Why AI Chatbot Data Is Especially Sensitive

Conversations with AI systems often include highly confidential content: draft contracts, source code, internal policies, incident reports, financial models or personal data about employees and customers. When both the AI provider and third-party extensions log this content, it greatly increases the attack surface for data breaches, profiling and regulatory non-compliance (for example, in relation to GDPR or other privacy laws).

Practical Steps to Reduce Extension-Related Risks

For individuals and organisations, this incident underscores the need for strict browser extension hygiene:

  • Minimise the number of extensions and remove anything not strictly necessary.
  • Review requested permissions and avoid extensions that demand access to “all sites” or full browsing data unless absolutely required.
  • Separate work and personal browsing into different profiles or browsers to limit cross-exposure of sensitive data.
  • Regularly audit installed extensions, especially after updates to permissions or privacy policies.
  • Avoid pasting confidential information into AI prompts unless there is a clear, contractual data protection framework in place.
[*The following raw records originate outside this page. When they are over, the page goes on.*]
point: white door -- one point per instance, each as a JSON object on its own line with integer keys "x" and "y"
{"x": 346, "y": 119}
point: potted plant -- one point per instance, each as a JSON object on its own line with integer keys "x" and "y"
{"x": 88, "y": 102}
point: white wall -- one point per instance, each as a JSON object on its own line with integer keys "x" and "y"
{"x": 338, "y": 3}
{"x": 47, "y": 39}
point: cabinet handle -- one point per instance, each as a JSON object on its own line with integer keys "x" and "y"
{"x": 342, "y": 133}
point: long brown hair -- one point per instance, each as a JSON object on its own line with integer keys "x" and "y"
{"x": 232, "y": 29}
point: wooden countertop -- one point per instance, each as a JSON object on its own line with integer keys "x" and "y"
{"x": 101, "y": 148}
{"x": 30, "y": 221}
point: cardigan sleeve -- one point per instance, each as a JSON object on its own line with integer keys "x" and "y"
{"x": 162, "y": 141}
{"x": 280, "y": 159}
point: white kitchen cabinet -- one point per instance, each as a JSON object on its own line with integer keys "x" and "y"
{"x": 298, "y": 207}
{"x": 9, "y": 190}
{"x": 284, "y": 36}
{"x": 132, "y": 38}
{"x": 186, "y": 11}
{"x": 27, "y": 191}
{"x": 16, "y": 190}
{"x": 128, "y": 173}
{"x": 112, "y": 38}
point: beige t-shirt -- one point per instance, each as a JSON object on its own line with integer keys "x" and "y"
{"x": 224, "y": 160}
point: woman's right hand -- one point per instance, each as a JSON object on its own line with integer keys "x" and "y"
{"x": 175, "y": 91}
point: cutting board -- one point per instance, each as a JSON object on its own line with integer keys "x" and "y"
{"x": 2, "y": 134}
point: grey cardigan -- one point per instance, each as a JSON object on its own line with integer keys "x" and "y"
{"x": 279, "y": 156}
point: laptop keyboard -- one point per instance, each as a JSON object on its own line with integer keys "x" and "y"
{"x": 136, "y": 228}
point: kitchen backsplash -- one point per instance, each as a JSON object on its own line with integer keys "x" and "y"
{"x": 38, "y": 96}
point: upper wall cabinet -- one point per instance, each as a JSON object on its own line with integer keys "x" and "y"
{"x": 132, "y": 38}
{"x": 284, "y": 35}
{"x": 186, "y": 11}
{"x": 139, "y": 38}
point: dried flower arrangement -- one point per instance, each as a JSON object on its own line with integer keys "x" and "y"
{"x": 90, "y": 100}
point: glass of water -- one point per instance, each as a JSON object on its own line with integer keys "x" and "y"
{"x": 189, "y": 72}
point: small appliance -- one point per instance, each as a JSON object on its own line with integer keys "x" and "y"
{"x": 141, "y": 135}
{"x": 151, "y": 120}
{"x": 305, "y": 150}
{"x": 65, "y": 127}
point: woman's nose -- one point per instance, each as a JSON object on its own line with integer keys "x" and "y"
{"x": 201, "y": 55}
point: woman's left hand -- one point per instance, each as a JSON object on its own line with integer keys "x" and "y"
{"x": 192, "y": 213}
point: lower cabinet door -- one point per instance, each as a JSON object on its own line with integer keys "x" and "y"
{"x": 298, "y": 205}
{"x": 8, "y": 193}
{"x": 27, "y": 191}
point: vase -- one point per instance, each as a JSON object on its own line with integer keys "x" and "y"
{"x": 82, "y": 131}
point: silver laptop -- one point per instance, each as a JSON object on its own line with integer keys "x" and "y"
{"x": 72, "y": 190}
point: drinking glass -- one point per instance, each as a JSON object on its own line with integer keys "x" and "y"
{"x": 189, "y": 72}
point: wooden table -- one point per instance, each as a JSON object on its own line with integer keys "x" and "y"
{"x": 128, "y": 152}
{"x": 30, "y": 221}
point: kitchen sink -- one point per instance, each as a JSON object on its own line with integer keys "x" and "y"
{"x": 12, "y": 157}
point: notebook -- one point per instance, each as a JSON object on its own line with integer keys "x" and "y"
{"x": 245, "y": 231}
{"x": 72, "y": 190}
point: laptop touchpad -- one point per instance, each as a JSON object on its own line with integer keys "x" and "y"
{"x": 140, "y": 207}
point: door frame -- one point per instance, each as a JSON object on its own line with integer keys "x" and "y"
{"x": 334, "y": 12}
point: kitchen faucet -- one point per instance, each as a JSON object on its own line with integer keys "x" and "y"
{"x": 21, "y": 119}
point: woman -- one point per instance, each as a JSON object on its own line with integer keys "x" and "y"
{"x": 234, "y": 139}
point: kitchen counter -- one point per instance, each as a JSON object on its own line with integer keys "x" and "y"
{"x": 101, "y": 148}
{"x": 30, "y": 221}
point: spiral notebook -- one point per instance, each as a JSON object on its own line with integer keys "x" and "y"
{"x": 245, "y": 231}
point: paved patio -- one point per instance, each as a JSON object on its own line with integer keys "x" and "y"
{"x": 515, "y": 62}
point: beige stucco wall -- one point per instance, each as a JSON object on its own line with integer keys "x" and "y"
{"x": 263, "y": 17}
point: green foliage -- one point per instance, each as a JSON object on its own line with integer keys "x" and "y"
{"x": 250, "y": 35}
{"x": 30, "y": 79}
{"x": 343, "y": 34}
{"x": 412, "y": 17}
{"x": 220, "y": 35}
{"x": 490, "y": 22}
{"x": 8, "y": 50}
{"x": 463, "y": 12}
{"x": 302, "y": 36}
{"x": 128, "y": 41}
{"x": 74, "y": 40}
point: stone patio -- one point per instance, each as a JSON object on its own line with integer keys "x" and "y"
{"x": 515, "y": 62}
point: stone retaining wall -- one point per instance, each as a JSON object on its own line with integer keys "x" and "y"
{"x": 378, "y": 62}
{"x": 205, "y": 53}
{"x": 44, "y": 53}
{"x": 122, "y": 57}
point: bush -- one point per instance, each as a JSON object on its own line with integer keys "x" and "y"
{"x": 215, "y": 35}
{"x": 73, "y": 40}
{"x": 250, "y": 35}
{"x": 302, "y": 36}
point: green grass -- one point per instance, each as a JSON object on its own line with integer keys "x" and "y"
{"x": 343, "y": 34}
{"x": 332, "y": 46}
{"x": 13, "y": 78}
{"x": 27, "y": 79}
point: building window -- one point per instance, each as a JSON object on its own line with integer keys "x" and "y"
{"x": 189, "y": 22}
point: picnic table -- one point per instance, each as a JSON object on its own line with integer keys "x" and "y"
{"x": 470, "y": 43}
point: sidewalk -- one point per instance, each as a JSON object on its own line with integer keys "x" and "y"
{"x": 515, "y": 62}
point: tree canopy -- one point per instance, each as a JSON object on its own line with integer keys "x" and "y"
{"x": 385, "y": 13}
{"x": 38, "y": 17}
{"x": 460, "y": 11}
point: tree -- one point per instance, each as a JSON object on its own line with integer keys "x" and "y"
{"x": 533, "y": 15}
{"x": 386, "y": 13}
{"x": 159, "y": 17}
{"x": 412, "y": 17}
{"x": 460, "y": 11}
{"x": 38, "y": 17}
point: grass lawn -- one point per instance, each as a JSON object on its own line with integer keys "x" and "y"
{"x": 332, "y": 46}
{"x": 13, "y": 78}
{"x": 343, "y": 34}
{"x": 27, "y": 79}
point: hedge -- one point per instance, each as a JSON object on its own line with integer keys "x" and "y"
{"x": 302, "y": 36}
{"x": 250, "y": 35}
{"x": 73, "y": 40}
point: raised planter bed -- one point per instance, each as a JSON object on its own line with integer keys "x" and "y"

The Urban VPN episode demonstrates that even popular, highly rated and officially “recommended” extensions can become tools for mass collection of sensitive information. When interacting with AI chatbots, it is prudent to assume that any text entered into a prompt may be logged and analysed by multiple third parties—at the AI provider level and within the browser itself. Strengthening extension governance, reducing unnecessary permissions and treating AI chats as inherently non-private channels are essential steps for improving cybersecurity and safeguarding both personal and corporate data.